Behind the Blue Bottle
Most come in green bottles today, but before the bottles became green their blue bottle was even more popular. In Korean people’s memories, the blue soju bottle was what consolidated them during the Japanese regulation and pressure as well as throughout the war. Behind that blue bottle lies for people the sentiment that derives from always having had something to long for: mother country, home, freedom, culture, root, and identity.
In 2019, Jinro reinterpreted that long line of heritage and brought back the blue bottle with the intention to give people the nostalgic feeling. This is probably the most popular soju enjoyed today.
Like it did in the past, soju is still there in the good days and bad days of people’s lives. Many people like to hang out with friends or talk over a shot of soju after work. There is something about this drink that makes it easier for people to open up about themselves. The conversations that travel back and forth between friends or someone that you share the drink with becomes deep, honest, and real. Soju is there in between celebrations, consolidations, appeasement, or support. People stressed out from work forget about all the stress and pressure for that moment or even find solutions. People receive support to overcome challenges or hurdles. In the cycle of people’s unpredictable, versatile life, soju has always been there.

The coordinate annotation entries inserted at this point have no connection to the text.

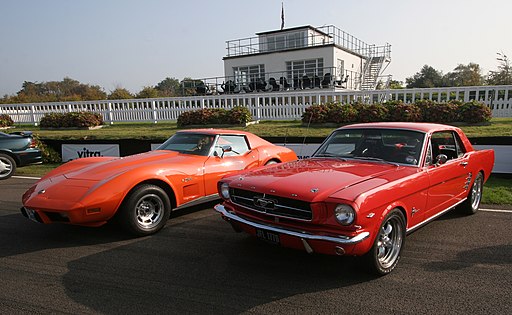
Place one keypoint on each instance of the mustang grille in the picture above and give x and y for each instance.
(274, 205)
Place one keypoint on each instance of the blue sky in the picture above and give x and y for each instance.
(132, 44)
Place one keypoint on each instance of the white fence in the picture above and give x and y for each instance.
(288, 105)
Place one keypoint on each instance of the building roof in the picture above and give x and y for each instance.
(286, 30)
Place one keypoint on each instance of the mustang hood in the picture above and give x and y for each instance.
(105, 169)
(312, 178)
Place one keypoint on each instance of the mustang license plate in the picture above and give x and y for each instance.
(268, 236)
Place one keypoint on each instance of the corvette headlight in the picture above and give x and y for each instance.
(224, 190)
(344, 214)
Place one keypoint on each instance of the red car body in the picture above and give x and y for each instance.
(388, 180)
(145, 187)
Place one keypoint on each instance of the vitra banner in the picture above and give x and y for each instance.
(77, 151)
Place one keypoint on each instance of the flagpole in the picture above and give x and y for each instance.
(282, 15)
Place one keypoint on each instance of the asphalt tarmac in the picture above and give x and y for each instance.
(198, 264)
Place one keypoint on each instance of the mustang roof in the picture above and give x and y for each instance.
(217, 131)
(424, 127)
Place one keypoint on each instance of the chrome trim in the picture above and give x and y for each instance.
(271, 214)
(232, 197)
(198, 201)
(435, 216)
(340, 239)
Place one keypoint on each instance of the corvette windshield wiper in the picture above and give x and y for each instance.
(368, 158)
(330, 155)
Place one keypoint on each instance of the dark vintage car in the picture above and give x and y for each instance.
(17, 149)
(362, 191)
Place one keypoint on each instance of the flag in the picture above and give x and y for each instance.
(282, 15)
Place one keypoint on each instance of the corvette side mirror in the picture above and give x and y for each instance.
(441, 159)
(226, 148)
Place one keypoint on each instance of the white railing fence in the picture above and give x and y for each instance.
(285, 105)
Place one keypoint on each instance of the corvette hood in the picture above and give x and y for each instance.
(105, 169)
(313, 179)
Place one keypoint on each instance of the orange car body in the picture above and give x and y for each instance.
(89, 191)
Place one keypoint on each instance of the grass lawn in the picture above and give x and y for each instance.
(161, 131)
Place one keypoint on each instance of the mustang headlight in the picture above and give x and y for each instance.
(224, 190)
(344, 214)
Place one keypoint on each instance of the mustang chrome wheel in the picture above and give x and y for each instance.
(472, 203)
(389, 243)
(145, 210)
(149, 211)
(7, 166)
(387, 247)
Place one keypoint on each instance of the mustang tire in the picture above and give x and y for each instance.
(145, 210)
(7, 166)
(472, 203)
(387, 248)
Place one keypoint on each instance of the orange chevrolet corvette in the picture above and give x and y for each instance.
(139, 191)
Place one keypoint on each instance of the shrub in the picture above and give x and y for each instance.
(210, 116)
(6, 120)
(48, 153)
(338, 113)
(316, 113)
(71, 120)
(371, 112)
(474, 112)
(398, 111)
(329, 113)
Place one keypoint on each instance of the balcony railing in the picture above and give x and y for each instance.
(311, 78)
(253, 45)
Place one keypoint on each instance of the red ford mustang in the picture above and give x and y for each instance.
(141, 190)
(361, 192)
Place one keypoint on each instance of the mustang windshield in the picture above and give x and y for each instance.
(189, 143)
(390, 145)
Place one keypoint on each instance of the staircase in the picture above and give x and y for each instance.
(377, 61)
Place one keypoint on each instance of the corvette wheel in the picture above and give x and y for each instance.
(146, 210)
(7, 166)
(271, 162)
(385, 253)
(472, 203)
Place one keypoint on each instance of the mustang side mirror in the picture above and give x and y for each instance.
(441, 159)
(226, 148)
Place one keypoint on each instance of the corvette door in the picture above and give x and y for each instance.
(231, 153)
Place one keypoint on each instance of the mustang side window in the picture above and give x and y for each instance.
(445, 142)
(238, 145)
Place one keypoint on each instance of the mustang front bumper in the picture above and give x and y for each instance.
(340, 241)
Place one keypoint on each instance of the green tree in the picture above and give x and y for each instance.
(503, 76)
(465, 75)
(168, 87)
(427, 77)
(147, 92)
(120, 94)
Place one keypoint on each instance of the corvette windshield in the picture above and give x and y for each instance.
(387, 145)
(189, 143)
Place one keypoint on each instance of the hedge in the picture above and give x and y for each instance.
(71, 120)
(6, 120)
(213, 116)
(421, 111)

Appearance of Different Types of Soju
A few months ago, in February, 2022, a unique type of soju was developed by Jay Park. He positioned the drink as a premium, high-quality soju costing nearly 14,900 KRW (approximately $16 USD). This is extremely costly for a bottle of soju compared to regular soju, which is usually around 2,000 KRW (approximately $2 USD). Jay Park’s Won Soju is different in that it is a distilled type while all the other more common soju is diluted, and his is made with local rice. I also agree and respect Jay Park’s effort to try to share “various beauties of diluted alcohol," nut I am still curious to know Jay Park’s thoughts on the role he considers Won Soju to play in society, the people’s culture, and what he envisions his soju to be. I wonder about this only because I can’t help but think that it goes against everything that soju has been representing for people so far–the sentiment, the feelings of the regular people whose life may well have easily been more of enduring than enjoying.
Aside from Won Soju, different types of soju has been produced. Cocktail soju is soju with different flavors such as grapefruit, peach, grape, strawberry, apple, yogurt, and more. Jinro came out with flavored soju: Chamisul Grapefruit, Chamisul Green Grapes, Chamisul Plum, and Chamisul Strawberry.
Soju production is still ongoing and soju brands are always trying to produce something different, something new that people can enjoy. I believe that is the essence of soju: it is for people. For all people to enjoy the good times and the bad. That has always been the philosophy, and the heritage must be maintained and carried on.